Ambiguity from Easter Island:
I occasionally cite the population history of Easter Island as an example of an isolated population that gets too big and then collapses. There was even a nice graph of the time course. (Chapter 2 Terry L. Hunt and Carl P. Lipo ”Ecological Catastrophe, Collapse, and the Myth of “Ecocide” on Rapa Nui,” Questioning Collapse, Cambridge University Press, Cambridge 2010)
Alas for rhetorical impact, the time scale is off by about a factor of two, so I have been obliged to do a little hand waving and insist that the occupants of that island were not in fact a randomly mating community and anyway it is likely, but not clear, that the population never actually reached lethal levels.

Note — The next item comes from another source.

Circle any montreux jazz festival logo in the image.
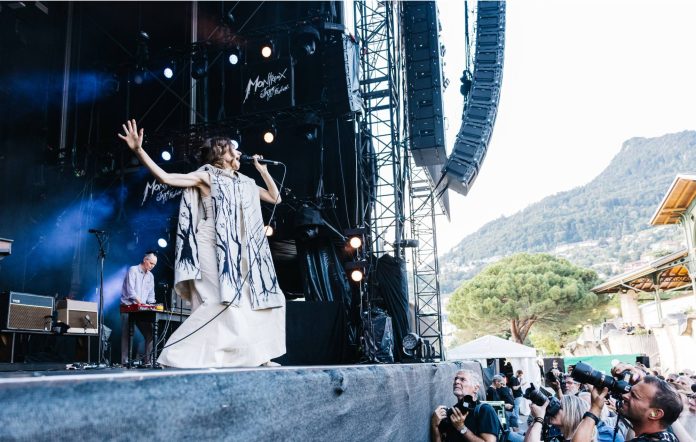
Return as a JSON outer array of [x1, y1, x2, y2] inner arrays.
[[140, 180, 183, 206], [244, 68, 290, 103]]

Now (Terry L. Hunt Easter Island’s Complex History NATURE vol. 479 no. 7371 November 3, 2011 page 41) it is suggested that the island was settled later than had been thought, never had a population collapse before Europeans even though the graph I cite shows one and then a second one starting, and that building statues prevented mass violence. I suspect they had their violence, but I have no new data on that. And I have the suspicion that the statues were not a means of staving off violent interactions but of staving off more tender and dangerous interactions. They identified families and kept the total size of the mating pools viable.
So I think, but now given that there is serious debate about just what was going on, the use of Easter Island as an example is seriously compromised. The logic will have to go away. Once more people understand about kinship and fertility they can apply it to that location.